This crow study was completed in my small (5 1/2 by 8 in) sketchbook. Rather than using a pigment (ink) pen this image was rendered with a brush, Speedball Super Pigmented Acrylic Ink, and acrylic paint. Using a brush with the acrylic ink allows for the opportunity to make a variety of marks without changing tools. The super black ink is highly opaque when undiluted but I also used it as a wash here to create different tones. I opted to work from dark to light and layered acrylic paint on top of the ink to flesh out the image.
This watercolour sketch is based on a photograph I took a couple of summers ago. An enormous toad would come out after dark and sit on the back patio. He was a bit of a stoic chunky bumpy blob who couldn’t be bothered to move even as I took a couple of flash photos. I started the sketch by keeping a light hand layering in the background and basic shape. When those sections were dry I added a bit more character using the accent of darker markings.
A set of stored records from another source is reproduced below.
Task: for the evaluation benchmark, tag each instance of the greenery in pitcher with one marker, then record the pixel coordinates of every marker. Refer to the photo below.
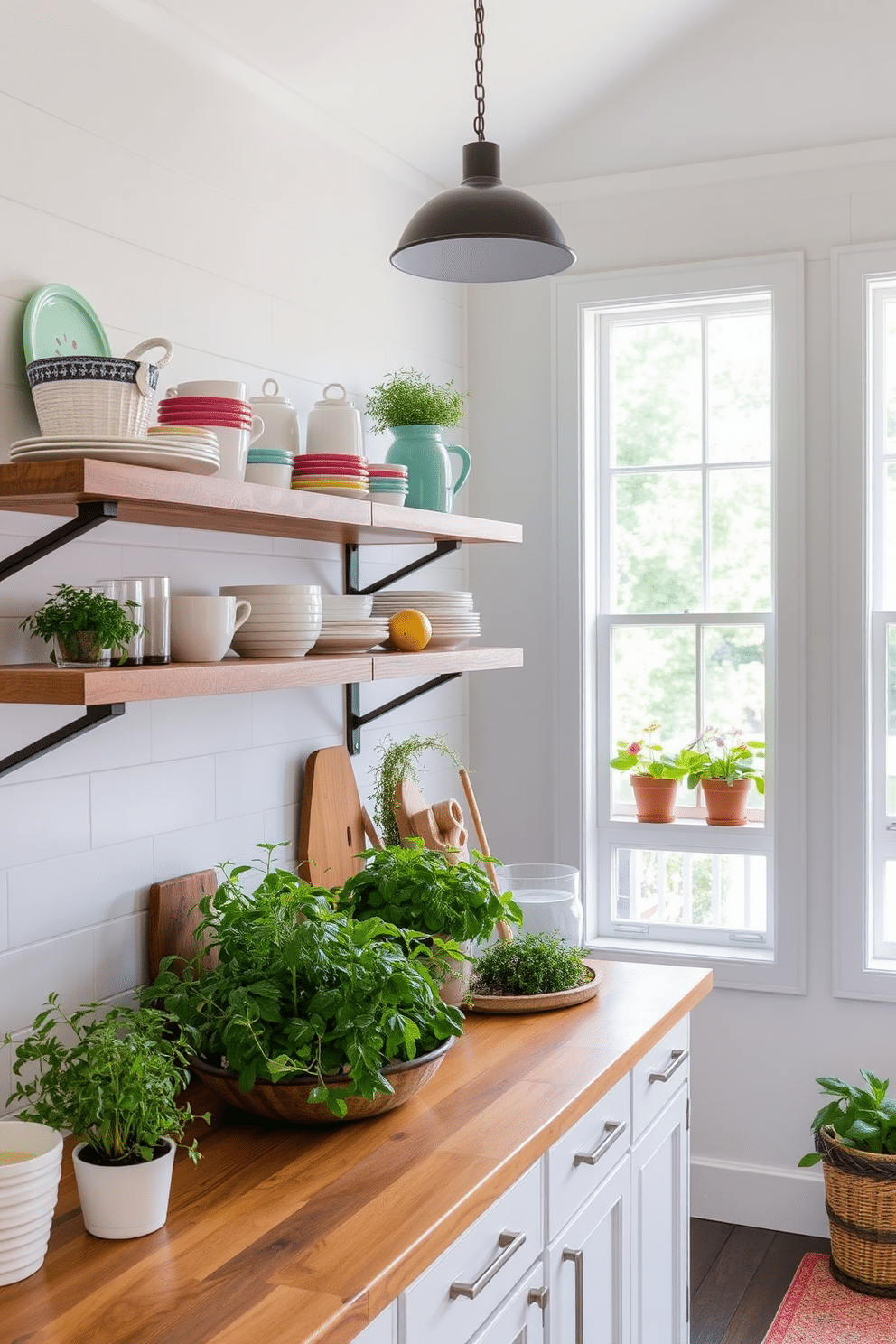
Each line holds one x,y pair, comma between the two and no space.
644,757
115,1087
862,1118
418,889
70,611
537,964
408,398
725,756
399,761
305,989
The Inktober prompts for these were “Whale” and “Flowing”. The vagueness of the terms allowed for any kind of interpretation. I utilised different marking techniques for each of these images but the designs follow a similar footprint. The eye is drawn from the upper left corner into the page and down for both. The downward movement is emphasised through the descending verticals of the “whale tails” in the upper drawing. For the lower drawing the downward movement is created through the use of elongated “ribbons” that serve to direct the gaze. Even though the imagery and marks chosen are different they find a common ground in the compositional movement.
When I was growing up I read a multitude of children’s and young adult books with great illustrations. I continue to find something very appealing about that particular combination of story and imagery. One of the things I’ve enjoyed about interpreting the suggested themes for Inktober is how illustrative the finished drawings feel to me. Though they don’t exist in the context of a story I can see them as such. It wasn’t a conscious decision on my part. I only noticed it in hindsight. I suppose everything we do is influenced (in ways too numerous to count or even clearly remember) by all that we’ve been exposed to.
Here are three more scans from my 2018 Inktober series. I kept the preliminary pencil work to a minimum attempting to use it specifically for defining overall sections or linear elements rather than detailing. That worked fine for organic material like plants but when it came to anatomy…not so much. That wasn’t a big deal in this context. As an exercise in exploring techniques it’s more interesting figuring out what can be done with the tools at hand rather than meeting a specific aesthetic.
Every October, artists all over the world take on the Inktober drawing challenge by doing one ink drawing a day the entire month. I didn’t make the whole 30 days but an attempt was made. I chose to use an 8 inch by 5.5 inch sketchbook. The sketches were completed using Staedler pigment liners and a Pigma brush pen. I’m still on my first brush pen and I’m enjoying the opportunity to make a broader variety of marks in comparison to the finer tipped pigment liners.
I’ve been experimenting with my printer scanning function trying to create digital copies that are true to the originals. I’m not entirely there yet. All three of these images were scanned using document scan settings (two in B&W and one in colour) instead of photo scan settings. You can see a marked difference in how the printer records the information. The document settings result in less “noise” so the whites are a truer white (not so much a textured grey). There is some loss of mid-tones using the B&W document copy settings. The colour document copy settings accentuate the brush pen marks making them appear more distinct than in the original piece but the colours are closer to that original. I did add watercolour to the third sketch so I don’t know if it truly follows the Inktober parameters. The composition wasn’t going to work without it and I didn’t have any coloured pens.
Sticky, humid, and bug filled days worked as a bit of encouragement to spend more time inside over the summer. This sketchbook selection was sourced from a photograph I took in the spring several years ago. It’s pretty common around here to find Dutchman’s breeches spreading out on the woodland floor pushing aside last year’s fallen leaves. The underlying drawing was created using a Staedler pigment liner and a Pigma Graphic ink pen. I used acrylic paint to finish the piece. Because I was working inside I was able to do a couple of scans of the work in progress.
The Pearce Park is just up the road from where I live and it affords a limited access (the area is a bit unstable because of erosion) to the bluffs along the Lake Erie shoreline. The first sketch below was done last autumn and depicts the view from the outlook path over the cliffs. I was looking at the sketch a couple of days ago and in hindsight found it a little “flat” so I added some colour. The second drawing is a rendering of crown imperials that are growing in the garden at the side of my house. Crown imperials bloom around the same time as trilliums so it’s usually a solid sign that spring (thankfully) has definitely arrived.